Chapter XII: Improving our Error Checking

Based on the original series “Let’s Build a Compiler!” by Jack Crenshaw.

Introduction

We now have a fully working compiler that can compile TINSEL v1.0 programs, including comments, which we can run on Linux. So, let’s work on some details to close some small gaps and also improve our error checking.

More Input after the EndProgram Token

Let’s start with an easy one. Our compiler stops compiling when it sees endprogram which is the token that terminates our program. It will ignore anything that follows “endprogram” and this is fine – everything works. However, having extra characters in the input stream after the end of the actual program, which are being ignored, is not a clean scenario. Let’s add a little check so that our compiler flags this as an error. After the “endprogram” token we would expect the end of input, so all we need is to add one line at the end of parseProgEnd:

fun parseProgEnd() {
    inp.match(Kwd.endOfProgram)
    code.progEnd()
    inp.match(Kwd.endOfInput)
}

With this simple check, our compiler will not allow anything after the “endprogram” token other than white spaces (and new lines).

As you may have noticed, I’ve also moved the two lines that were printing a newline and the comment “end of program” to the output, to our code module into a function called progEnd, similar to progInit – it’s cleaner this way.

Output to a File

Now that we can directly execute our programs on Linux, it does not feel right to have to copy and paste our compiler’s output to a file so that we can then pass it through the GNU assembler. Let’s make our compiler do this for us.

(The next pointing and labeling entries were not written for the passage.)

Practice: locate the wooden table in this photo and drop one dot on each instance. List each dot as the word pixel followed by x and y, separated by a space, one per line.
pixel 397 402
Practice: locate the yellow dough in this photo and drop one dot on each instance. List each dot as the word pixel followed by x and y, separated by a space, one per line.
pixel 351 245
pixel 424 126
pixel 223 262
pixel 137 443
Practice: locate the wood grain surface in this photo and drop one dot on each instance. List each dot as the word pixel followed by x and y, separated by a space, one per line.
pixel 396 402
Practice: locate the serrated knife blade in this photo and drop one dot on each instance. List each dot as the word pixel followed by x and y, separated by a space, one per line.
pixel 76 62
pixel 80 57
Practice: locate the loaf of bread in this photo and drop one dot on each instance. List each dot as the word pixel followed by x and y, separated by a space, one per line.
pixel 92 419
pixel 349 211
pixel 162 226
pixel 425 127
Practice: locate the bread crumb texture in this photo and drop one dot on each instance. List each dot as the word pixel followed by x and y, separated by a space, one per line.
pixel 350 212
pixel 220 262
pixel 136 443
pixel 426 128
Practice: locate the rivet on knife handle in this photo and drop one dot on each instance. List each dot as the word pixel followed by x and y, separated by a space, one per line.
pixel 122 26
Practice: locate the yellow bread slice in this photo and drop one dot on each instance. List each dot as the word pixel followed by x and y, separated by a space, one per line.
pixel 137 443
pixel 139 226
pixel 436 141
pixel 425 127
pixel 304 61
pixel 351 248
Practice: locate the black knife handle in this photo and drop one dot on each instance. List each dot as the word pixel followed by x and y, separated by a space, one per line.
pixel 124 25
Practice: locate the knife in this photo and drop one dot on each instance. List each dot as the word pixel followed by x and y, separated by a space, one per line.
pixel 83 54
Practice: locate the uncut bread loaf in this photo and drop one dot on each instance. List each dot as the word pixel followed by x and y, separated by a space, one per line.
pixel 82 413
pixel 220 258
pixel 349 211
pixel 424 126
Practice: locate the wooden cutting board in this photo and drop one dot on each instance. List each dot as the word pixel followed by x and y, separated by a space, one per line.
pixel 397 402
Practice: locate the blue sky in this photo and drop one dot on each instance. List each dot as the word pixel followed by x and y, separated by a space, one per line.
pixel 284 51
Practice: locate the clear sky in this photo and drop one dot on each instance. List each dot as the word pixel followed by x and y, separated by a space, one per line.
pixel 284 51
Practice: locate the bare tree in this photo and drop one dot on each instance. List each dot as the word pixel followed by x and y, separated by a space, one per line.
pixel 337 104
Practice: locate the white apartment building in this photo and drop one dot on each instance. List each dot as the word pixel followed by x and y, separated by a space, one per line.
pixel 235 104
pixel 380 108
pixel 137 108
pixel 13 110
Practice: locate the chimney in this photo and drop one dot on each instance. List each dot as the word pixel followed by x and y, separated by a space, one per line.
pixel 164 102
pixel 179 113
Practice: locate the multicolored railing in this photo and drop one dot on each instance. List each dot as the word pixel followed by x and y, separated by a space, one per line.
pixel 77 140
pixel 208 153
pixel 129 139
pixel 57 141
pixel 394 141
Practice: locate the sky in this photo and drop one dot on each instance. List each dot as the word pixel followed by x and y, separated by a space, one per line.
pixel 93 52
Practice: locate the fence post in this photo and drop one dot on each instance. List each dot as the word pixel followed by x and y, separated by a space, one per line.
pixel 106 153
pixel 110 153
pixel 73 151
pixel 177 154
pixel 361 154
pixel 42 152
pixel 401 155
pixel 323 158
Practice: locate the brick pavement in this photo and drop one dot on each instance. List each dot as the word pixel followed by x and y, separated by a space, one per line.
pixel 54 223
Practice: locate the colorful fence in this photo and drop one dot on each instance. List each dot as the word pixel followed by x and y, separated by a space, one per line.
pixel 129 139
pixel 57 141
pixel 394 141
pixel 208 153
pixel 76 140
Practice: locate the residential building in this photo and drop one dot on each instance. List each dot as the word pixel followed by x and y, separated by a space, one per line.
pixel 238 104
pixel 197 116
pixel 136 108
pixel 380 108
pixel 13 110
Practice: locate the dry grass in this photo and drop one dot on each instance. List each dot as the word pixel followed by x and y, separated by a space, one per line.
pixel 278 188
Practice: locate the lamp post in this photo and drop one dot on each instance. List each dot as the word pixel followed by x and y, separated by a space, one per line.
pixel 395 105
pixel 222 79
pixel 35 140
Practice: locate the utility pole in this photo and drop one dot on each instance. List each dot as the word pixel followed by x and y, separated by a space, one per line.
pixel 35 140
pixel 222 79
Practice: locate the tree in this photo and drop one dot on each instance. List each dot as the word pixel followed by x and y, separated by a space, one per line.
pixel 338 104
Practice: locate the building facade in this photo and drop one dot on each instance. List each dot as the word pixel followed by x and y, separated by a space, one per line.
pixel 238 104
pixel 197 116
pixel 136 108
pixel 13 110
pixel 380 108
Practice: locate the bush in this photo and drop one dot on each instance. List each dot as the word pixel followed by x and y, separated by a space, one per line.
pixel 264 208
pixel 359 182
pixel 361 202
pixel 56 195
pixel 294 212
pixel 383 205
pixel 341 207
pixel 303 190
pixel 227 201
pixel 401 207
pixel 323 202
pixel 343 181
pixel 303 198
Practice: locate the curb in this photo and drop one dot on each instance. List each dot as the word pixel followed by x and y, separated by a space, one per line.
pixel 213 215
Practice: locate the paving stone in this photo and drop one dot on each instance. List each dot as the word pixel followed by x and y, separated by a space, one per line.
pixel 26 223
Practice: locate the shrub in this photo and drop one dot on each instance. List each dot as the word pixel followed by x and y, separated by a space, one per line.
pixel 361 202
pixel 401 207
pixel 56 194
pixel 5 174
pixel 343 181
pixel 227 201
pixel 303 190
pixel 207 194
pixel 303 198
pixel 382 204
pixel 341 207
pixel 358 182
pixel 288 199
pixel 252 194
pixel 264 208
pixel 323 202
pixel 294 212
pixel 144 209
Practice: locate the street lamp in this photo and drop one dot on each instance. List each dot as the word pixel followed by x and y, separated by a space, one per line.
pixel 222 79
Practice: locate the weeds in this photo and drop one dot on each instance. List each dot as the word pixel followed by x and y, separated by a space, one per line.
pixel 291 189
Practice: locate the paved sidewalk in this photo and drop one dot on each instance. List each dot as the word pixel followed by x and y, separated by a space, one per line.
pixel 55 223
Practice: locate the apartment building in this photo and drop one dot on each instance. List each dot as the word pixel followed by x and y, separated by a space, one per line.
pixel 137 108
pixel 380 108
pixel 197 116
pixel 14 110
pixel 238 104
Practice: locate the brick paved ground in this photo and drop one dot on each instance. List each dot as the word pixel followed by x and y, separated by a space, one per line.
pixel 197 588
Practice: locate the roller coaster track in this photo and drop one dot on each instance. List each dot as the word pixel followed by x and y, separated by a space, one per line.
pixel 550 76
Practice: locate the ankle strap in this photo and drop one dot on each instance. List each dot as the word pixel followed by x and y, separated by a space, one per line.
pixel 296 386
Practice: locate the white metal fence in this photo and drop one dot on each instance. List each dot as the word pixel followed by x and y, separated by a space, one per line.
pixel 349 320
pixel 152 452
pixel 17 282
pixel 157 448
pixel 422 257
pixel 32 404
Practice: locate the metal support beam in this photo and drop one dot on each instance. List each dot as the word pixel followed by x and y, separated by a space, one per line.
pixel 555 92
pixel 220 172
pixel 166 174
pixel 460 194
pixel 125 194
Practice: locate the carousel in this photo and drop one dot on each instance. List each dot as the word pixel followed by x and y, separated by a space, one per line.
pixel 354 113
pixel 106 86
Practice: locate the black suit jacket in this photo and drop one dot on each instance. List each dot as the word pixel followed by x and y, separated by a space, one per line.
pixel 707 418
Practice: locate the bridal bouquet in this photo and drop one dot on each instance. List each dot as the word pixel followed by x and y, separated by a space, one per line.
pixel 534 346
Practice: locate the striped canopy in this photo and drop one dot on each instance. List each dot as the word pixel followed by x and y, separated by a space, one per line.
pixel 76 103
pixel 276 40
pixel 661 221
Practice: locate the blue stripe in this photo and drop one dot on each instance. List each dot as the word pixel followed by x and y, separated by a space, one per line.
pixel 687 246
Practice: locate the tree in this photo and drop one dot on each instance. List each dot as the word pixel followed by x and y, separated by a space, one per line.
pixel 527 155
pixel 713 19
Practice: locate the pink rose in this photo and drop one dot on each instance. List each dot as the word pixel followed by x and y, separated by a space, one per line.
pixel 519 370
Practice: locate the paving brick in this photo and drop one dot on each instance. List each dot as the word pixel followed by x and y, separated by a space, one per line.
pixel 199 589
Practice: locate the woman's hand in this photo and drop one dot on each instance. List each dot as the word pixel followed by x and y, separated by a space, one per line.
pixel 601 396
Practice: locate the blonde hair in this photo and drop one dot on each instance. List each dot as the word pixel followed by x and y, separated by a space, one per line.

So far we have been using only one mandatory command line argument, which was the input file. I will add one more option, to tell our compiler to create a file for the code that it produces:

CompilerMain [-o output_file] input_file

For this to work, let’s declare a new variable in CompilerMain.kt that will hold the name of the output file:

var outFile = ""

We will need to pass this variable as a parameter to the x86_64Instructions class constructor:

class x86_64Instructions(outFile: String = "") {
    ....

In this class we will declare our output stream that will be initialised by default to the standard output:

private var outStream: PrintStream = out

What we need now is some initialisation code for this class, which will check the value of outFile, and if not empty, will set the output stream to point to that file:

/** initialisation code - class InputProgramScanner */
init {
if (outFile != "") {
try {
outStream = PrintStream(File(outFile))
} catch (e: Exception) {
err.println("could not create output file - $e")
err.println("output code will be sent to stdout")
}
}
}

As you can see, if the output file cannot be created/opened, the compiler will print an error message and will send the output to stdout. By the way, if the output file exists already, it will be overwritten.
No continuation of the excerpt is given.